The Justice Department issued a statement on Friday that it would be amending regulations regarding the collection of DNA from persons detained for immigration violations.
In 2005, Congress passed the DNA Fingerprint Act, which granted authorization to the Attorney General to collect DNA samples from persons who have been arrested, charged with a crime, or convicted, and also allowed collection from persons who are not U.S. citizens and who have been detained. The Act includes a provision that allowed the Secretary of Homeland Security to make exceptions in cases where “operational exigencies or resource limitations” would make collection infeasible.
In 2010, then-Secretary of Homeland Security Janet Napolitano advised then-Attorney General Eric Holder that across-the-board collection of DNA from aliens detained entering the U.S. illegally was not feasible.
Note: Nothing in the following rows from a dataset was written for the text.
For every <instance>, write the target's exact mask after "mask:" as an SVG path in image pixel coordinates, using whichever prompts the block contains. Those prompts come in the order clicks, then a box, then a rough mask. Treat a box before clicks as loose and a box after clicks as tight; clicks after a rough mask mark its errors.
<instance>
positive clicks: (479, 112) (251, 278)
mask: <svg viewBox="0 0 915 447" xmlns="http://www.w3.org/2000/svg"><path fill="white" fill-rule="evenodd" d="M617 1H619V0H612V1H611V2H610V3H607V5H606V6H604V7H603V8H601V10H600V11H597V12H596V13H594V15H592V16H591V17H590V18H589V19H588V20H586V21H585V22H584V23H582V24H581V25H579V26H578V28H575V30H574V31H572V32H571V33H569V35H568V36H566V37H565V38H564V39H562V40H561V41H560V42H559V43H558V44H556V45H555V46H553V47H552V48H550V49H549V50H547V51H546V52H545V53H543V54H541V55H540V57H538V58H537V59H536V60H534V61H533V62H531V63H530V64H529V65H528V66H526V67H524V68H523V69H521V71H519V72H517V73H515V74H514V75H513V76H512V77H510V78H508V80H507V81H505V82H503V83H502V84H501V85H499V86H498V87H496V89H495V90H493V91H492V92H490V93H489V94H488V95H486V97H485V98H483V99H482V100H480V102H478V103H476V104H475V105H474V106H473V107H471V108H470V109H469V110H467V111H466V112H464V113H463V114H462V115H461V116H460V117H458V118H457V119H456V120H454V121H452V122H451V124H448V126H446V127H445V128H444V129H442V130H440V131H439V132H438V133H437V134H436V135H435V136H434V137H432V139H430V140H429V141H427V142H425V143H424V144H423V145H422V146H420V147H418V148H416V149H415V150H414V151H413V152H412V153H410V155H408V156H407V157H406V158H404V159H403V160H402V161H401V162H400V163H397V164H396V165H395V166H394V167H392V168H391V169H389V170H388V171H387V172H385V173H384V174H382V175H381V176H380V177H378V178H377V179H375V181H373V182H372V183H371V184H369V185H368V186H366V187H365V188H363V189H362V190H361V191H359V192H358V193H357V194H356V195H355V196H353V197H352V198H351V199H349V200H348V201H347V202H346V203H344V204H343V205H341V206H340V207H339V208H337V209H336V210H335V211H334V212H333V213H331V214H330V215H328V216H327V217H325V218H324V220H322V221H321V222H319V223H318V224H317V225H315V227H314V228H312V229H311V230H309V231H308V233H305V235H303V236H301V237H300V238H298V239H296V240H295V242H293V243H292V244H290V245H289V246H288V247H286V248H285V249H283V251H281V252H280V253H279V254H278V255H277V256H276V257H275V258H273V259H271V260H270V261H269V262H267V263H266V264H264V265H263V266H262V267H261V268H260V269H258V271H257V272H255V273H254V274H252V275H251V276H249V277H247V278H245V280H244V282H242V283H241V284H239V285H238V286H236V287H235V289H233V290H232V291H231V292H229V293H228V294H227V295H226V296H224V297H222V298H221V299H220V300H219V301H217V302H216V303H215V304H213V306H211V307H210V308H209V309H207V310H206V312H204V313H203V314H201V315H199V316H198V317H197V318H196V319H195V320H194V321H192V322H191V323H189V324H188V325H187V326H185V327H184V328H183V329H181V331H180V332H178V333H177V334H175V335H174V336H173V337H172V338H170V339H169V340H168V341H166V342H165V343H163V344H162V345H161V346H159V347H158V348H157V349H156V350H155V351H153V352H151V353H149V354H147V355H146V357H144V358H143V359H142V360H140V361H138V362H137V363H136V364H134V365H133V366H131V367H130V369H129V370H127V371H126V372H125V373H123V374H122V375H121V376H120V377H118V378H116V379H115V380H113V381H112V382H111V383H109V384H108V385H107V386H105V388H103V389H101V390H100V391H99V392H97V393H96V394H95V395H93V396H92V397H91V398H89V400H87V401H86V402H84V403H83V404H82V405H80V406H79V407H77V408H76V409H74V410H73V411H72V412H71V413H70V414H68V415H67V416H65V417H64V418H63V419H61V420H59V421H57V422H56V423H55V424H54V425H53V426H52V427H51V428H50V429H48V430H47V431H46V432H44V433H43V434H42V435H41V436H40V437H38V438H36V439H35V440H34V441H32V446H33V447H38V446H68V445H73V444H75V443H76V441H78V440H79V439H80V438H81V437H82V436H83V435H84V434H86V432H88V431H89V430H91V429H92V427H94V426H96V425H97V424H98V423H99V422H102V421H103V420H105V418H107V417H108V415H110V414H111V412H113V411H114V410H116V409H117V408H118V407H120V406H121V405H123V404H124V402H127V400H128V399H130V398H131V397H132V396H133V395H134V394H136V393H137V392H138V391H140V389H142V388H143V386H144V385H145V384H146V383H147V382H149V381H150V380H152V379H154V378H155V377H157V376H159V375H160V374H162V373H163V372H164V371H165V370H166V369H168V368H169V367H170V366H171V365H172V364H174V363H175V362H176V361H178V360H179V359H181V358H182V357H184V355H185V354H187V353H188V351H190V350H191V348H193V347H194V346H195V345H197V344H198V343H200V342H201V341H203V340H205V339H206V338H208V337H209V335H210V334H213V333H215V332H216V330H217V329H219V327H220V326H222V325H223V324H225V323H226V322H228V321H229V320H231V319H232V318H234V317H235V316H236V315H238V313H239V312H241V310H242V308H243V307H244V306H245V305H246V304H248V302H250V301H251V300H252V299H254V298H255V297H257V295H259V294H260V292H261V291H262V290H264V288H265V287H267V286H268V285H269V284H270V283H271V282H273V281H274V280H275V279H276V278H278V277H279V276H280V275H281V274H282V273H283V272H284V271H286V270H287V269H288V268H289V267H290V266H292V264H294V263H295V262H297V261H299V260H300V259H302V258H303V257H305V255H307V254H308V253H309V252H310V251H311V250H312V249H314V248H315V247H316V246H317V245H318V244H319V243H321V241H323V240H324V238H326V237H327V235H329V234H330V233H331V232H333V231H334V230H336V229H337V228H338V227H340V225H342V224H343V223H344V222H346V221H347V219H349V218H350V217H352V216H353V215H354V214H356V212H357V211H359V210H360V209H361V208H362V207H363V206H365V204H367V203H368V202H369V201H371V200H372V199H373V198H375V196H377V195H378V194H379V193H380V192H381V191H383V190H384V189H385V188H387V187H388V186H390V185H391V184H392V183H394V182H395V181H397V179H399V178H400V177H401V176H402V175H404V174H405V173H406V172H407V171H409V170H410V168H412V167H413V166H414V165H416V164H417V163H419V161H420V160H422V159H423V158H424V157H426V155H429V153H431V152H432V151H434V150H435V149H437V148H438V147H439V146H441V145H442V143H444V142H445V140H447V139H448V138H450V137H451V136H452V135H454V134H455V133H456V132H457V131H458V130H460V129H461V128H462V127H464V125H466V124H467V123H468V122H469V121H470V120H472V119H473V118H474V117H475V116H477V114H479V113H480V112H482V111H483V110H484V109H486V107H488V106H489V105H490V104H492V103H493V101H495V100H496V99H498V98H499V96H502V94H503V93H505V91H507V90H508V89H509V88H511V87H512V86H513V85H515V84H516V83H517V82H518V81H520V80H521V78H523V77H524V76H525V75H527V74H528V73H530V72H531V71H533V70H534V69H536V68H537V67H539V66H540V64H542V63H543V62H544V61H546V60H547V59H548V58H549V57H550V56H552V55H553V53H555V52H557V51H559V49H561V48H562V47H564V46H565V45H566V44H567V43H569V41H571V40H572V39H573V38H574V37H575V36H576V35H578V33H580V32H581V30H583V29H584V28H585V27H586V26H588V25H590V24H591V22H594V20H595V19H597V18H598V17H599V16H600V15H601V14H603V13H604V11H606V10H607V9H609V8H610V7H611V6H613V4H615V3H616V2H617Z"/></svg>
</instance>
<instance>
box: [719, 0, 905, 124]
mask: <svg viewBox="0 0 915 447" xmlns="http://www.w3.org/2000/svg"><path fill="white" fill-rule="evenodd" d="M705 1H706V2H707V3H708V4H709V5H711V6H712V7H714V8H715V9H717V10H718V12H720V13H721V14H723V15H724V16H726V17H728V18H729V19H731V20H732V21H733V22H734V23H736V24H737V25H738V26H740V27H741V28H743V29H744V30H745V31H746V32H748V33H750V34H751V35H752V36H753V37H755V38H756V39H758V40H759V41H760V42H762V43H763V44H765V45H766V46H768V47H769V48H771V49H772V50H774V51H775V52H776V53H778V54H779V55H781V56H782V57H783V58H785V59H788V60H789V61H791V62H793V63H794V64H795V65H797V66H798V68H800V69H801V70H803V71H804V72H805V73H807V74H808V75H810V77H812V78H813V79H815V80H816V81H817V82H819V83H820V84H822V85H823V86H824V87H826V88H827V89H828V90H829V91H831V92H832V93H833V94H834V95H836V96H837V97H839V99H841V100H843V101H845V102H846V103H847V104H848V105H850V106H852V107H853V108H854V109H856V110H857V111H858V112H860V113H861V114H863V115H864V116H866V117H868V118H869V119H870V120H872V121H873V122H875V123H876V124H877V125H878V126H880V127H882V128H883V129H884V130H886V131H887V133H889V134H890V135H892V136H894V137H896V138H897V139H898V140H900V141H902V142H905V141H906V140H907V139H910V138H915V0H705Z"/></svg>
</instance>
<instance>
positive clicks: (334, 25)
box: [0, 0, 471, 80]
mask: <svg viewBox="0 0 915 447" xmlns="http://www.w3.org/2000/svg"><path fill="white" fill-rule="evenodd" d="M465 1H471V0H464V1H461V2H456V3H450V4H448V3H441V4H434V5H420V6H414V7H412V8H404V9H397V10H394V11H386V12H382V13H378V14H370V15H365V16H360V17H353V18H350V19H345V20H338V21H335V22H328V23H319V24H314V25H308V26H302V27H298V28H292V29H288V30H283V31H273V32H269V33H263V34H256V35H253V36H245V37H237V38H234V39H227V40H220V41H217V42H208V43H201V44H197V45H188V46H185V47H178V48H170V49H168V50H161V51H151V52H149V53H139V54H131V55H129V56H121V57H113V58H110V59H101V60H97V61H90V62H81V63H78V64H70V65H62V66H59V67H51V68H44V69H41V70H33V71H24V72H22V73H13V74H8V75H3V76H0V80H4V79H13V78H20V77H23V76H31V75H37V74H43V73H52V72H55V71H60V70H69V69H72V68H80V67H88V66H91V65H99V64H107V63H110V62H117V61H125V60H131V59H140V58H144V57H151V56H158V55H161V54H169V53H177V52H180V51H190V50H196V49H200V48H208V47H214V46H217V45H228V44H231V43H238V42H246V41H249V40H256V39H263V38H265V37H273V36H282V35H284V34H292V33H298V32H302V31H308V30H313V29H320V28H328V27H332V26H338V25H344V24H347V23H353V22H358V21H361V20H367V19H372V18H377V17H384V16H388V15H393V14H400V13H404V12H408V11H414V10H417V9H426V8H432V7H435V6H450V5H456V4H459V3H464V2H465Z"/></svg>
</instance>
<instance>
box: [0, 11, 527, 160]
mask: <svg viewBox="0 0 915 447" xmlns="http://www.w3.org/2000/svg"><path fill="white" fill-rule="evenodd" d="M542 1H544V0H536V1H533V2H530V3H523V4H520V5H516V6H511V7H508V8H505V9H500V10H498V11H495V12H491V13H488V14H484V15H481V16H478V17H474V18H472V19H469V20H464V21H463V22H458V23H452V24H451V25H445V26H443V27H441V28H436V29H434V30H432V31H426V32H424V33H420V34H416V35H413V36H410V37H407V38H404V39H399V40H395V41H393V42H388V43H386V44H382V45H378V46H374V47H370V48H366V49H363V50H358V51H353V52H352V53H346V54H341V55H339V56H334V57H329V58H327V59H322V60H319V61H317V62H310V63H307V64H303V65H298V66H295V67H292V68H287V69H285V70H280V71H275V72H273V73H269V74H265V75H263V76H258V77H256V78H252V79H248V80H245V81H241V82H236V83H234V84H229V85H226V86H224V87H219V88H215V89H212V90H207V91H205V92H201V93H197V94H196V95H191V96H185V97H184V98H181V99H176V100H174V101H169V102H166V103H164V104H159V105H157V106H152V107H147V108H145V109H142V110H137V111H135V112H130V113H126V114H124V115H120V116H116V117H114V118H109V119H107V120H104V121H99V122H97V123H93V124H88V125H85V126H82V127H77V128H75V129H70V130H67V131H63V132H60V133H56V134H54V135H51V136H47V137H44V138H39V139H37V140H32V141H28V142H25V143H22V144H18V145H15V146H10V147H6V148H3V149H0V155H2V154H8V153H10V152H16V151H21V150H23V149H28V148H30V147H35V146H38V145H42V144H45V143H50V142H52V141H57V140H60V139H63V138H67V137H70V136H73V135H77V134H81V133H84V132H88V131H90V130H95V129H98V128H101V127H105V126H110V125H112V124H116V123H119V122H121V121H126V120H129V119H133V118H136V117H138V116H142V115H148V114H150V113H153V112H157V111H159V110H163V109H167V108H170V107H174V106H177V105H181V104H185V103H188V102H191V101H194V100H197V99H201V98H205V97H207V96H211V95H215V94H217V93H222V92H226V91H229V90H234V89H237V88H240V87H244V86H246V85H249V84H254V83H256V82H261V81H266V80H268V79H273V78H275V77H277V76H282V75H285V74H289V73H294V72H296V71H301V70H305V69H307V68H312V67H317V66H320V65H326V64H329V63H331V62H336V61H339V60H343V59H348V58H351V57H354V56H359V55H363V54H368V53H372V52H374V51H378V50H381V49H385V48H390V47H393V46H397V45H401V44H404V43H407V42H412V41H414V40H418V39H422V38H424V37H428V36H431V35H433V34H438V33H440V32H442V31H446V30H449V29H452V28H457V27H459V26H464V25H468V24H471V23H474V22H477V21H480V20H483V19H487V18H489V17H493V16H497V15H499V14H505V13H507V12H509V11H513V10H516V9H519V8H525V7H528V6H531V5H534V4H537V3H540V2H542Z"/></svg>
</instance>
However, the Department of Justice determined that advances in DNA-testing collection and testing technology have eliminated the problems associated with mass collection. The department has issued this rule to remove entirely the provision that would allow the Secretary of Homeland Security to exempt detained immigrants from the collection requirement. The data collected will be transferred to the FBI’s nationwide Combined DNA Index System (CODIS).
Immigration rights advocates worry that the new rule represents a serious breach of privacy, and are concerned about what will happen with the information after it is collected. The information “is going to stay in government hands,” said Naureen Shah, senior advocacy and policy counsel with the American Civil Liberties Union. They worry that the DNA collected will become a tool to surveil vulnerable communities.
The new rule, scheduled to be published Monday, estimates that after a ramping-up period of three years, the program will collect 748,000 new samples annually.